Romero, who grew up in Pomona and who worked his way up through the ranks, was well-liked by most Pomonans but clashed with a number of the city's politicians, namely former mayor Norma Torres, current mayor Elliot Rothman, and councilmember Christina Carrizosa.

Rothman, who was elected mayor last month, was arrested in October on a DUI charge after failing a field sobriety test (no charges were filed, however), and Carrizosa disagreed with the police department's use of DUI and driver's license checkpoints.

On Tuesday, John Clifford at the M-M-M-My Pomona blog first reported the dismissal/firing/retirement (depending on whom you ask), and Clifford's post has drawn a large number of comments, including one from Pomona councilmember Paula Lantz.

The Bulletin carried an editorial yesterday that summed up the sentiments of a good many Pomonans:

O Pomona.

What have you done now?

You've dumped a homegrown police chief who was not only an excellent chief but an important part of the city's fabric.

A chief who has taken more concrete action in support of the city's Youth and Family Master Plan than perhaps anyone else in town - certainly more than any members of Pomona's City Council.

Joe Romero got the word Tuesday from City Manager Linda Lowry.

Once again, the political agendas of council members and their backers have conspired to deal Pomona's citizens a serious setback.

Chief Romero was one of the best things Pomona had going for it, as we said about a year ago in this space when we publicly asked him not to resign over public indignities he had suffered from then-Mayor Norma Torres.

"Romero, a lifelong resident who clearly loves the place, understands the hammer that law enforcement has to apply, but he's just as good at using a velvet glove to help keep at-risk kids on the right side of the law," we said then.

Bulletin columnist David Allen also weighed in with his best guesses as to the political jiu jitsu involved in the Romero affair:
I can see why Rothman would put out a hit on Romero, and it certainly sends a warning shot across the bow of any employee tempted to step out of line.

On the other hand, Romero may soon be free to tell us everything he knows.
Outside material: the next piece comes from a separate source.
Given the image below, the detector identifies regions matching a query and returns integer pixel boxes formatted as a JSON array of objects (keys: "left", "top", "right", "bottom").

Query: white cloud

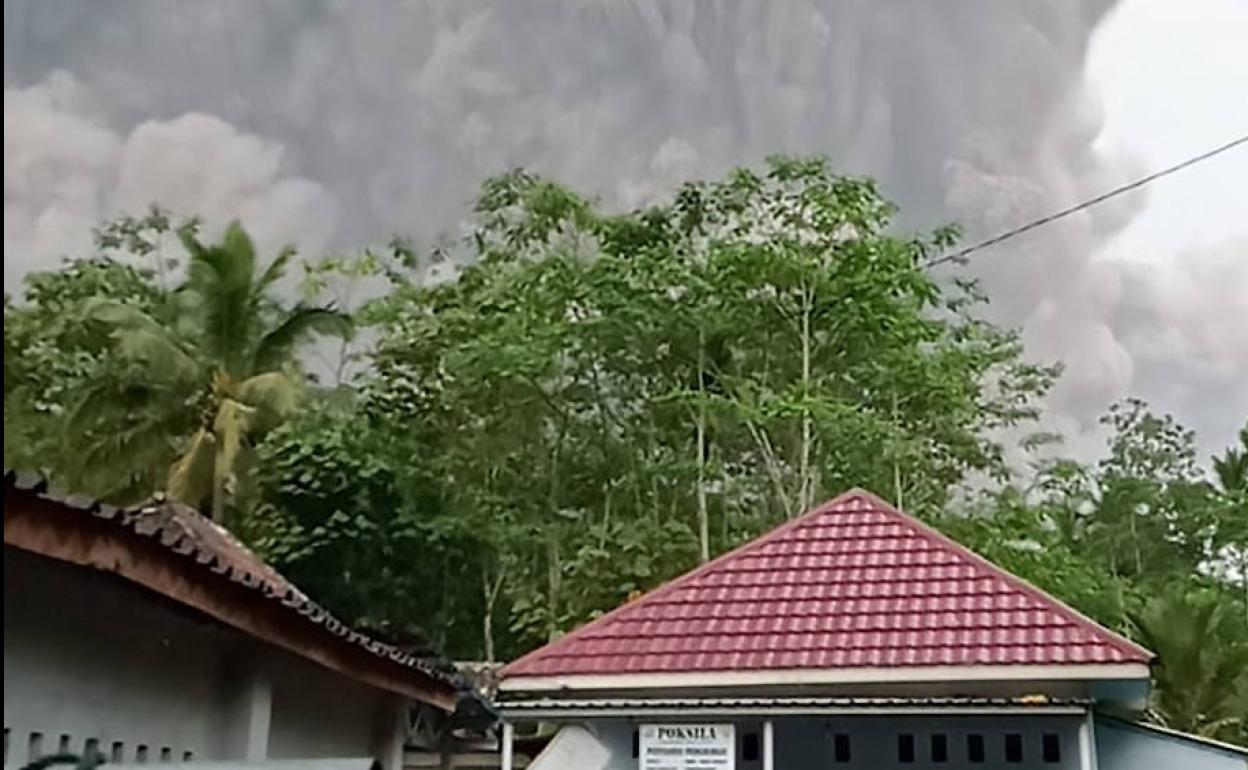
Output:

And I'll bet he knows plenty.

As for the DUI checkpoints, those have been a bone of contention for Carrizosa. Some of her constituents driving without a license have had their cars seized.

Those checkpoints take place in pretty much every Inland Valley city without much complaint, and I don't think Carrizosa's crusade plays well outside her district. But grasping the bigger picture has never been Pomona politicians' strong suit.

As the M-M-M-My Pomona comments indicate, there may be enough anger over the Romero dismissal to prompt a recall of Mayor Rothman. Goddess of Pomona is certainly in favor of a recall:
I've been vacillating between sadness and anger since hearing that Chief Romero was fired. Even 6 year old Mr. Big is outraged. Earlier tonight he announced that we should fire whomever fired the chief. This prompted Mr. Biggest to proclaim in no uncertain terms, "This new mayor must be recalled." Pretty strong words for two guys who gets all their Pomona information from me! But seriously, I've just come from reading the comments over at M M M My Pomona, and am so jazzed to see that my family isn't the only ones talking recall.

Goddess also points out that there's a new site, Recall Rothman, that's collecting email addresses for a recall effort. We'll see if this really translates into any real world action. It's easy to get all worked up about a recall, even when it may be warranted. It's another thing to actually go through the mechanics of a recall election, which takes a lot of money, time, and sweat equity.

The city of Pomona, in the meantime, has undertaken some damage control, and Pomona officials, including Chief Romero, are spinning the matter as a voluntary retirement.